Thanks for the explanation, Tom. I understand the problem now.
My next question is this: what are the dangers of turning fsync off in the
context of a high-availablilty cluster using asynchronous replication?
In particular, we are using Slony-I and linux-ha to provide a two-node,
master-slave cluster. As you may know, Slony-I uses triggers to provide
asynchronous replication. If the master (X) fails, the slave (Y) becomes
active. At this point, the administrator manually performs a recovery by
reintroducing X so that Y is the master and X is the slave. This task
involves dropping any databases on X and having it sync with the versions
on Y. Thus, database corruption on X is irrelevant since our first step
is to drop them.
It would seem that our only exposure is that both machines fail before the
administrator is able to perform the recovery.
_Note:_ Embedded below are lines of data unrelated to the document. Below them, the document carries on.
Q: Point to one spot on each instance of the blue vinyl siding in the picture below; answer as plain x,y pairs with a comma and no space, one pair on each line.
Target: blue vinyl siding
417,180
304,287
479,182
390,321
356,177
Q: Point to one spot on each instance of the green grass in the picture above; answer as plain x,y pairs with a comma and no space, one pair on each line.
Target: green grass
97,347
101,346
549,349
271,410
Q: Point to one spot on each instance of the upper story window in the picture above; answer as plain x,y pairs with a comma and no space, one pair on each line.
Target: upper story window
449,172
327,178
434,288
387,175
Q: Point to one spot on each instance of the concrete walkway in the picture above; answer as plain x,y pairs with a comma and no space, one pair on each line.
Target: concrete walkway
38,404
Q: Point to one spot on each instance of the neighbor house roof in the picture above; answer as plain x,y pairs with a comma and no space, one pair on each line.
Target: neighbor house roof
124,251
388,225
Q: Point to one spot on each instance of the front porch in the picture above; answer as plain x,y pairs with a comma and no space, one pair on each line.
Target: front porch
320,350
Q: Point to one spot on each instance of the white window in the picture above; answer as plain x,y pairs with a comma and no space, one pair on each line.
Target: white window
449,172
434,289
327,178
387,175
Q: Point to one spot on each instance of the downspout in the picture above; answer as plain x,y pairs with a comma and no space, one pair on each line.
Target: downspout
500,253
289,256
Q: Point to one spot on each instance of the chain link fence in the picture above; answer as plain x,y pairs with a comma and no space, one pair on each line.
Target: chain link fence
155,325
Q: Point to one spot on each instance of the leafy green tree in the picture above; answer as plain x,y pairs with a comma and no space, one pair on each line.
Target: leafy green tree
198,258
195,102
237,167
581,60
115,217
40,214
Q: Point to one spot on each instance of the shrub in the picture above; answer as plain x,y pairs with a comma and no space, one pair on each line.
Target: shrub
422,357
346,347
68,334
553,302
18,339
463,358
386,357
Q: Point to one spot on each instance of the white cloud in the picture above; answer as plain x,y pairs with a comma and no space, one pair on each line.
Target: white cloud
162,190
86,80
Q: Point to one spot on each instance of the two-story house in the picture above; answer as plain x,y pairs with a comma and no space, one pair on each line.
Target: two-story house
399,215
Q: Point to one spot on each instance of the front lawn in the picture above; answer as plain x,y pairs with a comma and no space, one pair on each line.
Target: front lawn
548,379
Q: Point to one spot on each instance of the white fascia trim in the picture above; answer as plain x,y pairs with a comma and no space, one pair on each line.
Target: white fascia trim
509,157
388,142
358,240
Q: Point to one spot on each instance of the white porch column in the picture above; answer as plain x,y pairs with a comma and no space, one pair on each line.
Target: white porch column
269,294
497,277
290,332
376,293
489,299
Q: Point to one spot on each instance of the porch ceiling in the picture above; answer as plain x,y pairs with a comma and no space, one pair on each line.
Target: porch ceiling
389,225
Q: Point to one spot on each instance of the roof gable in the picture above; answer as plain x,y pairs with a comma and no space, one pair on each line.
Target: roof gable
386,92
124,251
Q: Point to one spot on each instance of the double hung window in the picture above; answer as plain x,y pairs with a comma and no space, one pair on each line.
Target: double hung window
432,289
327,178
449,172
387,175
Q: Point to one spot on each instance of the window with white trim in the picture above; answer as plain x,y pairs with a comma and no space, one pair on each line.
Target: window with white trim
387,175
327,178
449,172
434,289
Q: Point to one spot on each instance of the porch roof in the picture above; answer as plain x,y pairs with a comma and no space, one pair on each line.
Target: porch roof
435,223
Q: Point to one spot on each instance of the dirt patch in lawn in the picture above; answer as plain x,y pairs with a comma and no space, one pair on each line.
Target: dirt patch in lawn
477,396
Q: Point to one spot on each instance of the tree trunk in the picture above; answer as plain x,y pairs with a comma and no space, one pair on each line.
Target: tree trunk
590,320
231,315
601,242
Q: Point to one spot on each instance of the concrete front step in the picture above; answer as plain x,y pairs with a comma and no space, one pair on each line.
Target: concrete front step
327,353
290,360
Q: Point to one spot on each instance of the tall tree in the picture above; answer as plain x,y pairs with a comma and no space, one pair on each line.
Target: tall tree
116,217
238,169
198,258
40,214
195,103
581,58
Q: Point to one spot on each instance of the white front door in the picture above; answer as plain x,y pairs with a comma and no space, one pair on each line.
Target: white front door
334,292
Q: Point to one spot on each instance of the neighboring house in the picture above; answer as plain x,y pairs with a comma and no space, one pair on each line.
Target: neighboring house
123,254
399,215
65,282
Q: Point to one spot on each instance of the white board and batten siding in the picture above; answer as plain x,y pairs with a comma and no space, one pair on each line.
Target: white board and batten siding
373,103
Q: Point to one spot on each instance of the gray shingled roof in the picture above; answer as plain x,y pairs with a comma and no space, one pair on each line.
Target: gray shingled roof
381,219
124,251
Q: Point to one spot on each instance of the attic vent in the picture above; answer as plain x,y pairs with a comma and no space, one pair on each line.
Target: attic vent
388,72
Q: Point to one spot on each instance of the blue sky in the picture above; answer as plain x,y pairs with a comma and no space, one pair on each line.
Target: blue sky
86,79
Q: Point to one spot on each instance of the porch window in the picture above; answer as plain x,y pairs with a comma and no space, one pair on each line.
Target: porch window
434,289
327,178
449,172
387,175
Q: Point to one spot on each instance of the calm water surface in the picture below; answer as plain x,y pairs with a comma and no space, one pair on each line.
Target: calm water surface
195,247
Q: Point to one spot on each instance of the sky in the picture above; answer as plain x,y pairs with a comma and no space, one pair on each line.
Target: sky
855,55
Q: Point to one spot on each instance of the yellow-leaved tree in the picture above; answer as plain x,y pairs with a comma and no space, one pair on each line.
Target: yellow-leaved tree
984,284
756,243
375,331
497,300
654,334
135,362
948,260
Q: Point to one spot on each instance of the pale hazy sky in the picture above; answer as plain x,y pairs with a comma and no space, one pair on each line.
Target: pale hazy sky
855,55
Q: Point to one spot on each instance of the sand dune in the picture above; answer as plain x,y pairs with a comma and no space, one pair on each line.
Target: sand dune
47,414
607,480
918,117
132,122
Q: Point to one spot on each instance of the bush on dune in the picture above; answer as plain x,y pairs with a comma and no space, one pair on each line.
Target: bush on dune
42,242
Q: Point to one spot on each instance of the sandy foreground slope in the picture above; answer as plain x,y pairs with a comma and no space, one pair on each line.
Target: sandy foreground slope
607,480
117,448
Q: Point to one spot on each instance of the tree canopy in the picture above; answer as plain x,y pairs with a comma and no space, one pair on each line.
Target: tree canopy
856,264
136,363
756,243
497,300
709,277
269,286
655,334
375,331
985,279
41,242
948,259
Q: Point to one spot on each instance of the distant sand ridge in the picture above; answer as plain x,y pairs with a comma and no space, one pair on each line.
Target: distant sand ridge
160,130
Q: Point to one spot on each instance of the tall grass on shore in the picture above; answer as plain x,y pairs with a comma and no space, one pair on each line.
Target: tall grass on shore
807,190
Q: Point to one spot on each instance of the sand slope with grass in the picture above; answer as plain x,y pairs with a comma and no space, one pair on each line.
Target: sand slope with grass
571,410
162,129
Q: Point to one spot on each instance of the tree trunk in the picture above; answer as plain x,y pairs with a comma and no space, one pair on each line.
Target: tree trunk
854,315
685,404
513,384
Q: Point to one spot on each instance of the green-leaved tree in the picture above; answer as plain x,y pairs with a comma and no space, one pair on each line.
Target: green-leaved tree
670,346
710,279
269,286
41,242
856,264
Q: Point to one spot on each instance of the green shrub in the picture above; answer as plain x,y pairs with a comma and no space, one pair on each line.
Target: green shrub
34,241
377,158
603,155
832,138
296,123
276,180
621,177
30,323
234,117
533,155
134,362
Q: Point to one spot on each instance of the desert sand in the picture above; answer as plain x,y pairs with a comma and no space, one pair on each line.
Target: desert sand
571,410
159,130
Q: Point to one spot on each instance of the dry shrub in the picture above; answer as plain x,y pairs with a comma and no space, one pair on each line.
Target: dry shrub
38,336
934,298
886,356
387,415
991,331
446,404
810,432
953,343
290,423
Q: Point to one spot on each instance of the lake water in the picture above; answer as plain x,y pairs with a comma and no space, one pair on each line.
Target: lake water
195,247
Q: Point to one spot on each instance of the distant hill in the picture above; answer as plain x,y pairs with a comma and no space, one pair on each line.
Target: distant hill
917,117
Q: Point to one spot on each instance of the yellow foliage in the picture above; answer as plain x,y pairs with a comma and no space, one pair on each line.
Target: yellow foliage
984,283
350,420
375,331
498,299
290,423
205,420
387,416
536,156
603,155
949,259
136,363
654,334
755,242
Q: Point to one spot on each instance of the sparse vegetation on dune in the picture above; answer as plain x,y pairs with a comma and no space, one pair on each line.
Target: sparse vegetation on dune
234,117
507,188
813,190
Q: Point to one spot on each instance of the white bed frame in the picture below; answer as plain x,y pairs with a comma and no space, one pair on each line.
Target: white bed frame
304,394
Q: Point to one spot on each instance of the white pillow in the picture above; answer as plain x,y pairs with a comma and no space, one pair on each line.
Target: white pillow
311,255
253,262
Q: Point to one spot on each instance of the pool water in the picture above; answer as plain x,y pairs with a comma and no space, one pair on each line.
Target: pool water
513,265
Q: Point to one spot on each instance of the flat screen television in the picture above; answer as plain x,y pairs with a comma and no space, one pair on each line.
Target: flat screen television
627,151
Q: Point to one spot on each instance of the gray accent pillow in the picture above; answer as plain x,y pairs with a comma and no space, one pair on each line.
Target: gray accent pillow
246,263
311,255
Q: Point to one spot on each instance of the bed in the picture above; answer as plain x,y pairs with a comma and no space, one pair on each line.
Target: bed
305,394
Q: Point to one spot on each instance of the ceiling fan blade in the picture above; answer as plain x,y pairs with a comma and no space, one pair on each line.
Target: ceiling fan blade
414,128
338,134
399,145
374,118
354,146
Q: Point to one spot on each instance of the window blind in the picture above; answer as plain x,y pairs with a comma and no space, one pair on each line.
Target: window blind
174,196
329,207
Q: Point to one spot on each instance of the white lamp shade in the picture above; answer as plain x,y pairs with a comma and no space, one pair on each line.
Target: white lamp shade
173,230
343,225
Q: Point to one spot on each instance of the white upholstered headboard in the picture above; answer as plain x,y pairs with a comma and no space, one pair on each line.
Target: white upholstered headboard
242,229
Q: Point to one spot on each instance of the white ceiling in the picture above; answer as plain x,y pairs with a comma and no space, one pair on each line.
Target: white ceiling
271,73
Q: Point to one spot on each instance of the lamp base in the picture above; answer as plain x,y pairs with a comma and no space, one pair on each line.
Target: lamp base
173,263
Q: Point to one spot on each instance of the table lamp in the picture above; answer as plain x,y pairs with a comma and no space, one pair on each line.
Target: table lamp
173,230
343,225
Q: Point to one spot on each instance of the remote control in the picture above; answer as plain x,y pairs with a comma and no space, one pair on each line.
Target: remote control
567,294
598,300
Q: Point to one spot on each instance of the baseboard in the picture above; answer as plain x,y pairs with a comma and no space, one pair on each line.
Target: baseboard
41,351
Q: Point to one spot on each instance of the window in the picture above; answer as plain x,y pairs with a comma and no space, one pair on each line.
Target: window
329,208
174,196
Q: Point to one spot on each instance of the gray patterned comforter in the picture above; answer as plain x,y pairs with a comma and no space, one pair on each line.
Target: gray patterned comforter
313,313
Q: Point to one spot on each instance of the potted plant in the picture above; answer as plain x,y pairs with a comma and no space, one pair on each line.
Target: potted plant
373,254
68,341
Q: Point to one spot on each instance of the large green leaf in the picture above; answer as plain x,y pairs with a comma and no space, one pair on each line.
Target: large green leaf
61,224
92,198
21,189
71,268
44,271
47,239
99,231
Even that could be solved
by leaving fsync turned on for the slave, so that when failover occurs and
the slave becomes active, we only turn fsync off once we've safely
reintroduced the other machine (which, in turn will have fsync turned on).
There was a discussion about this here:
http://gborg.postgresql.org/pipermail/slony1-general/2005-March/001760.html
However, that discussion seems to assume that the administrator needs to
salvage the databases on the failed machine, which is not necessary in
our case.
In short, is there any danger (besides losing a few transactions) of
turning fsync off on the master of a cluster using asynchronous
replication, assuming we don't need to recover the data from the master
when it fails?
Thanks.
- Joel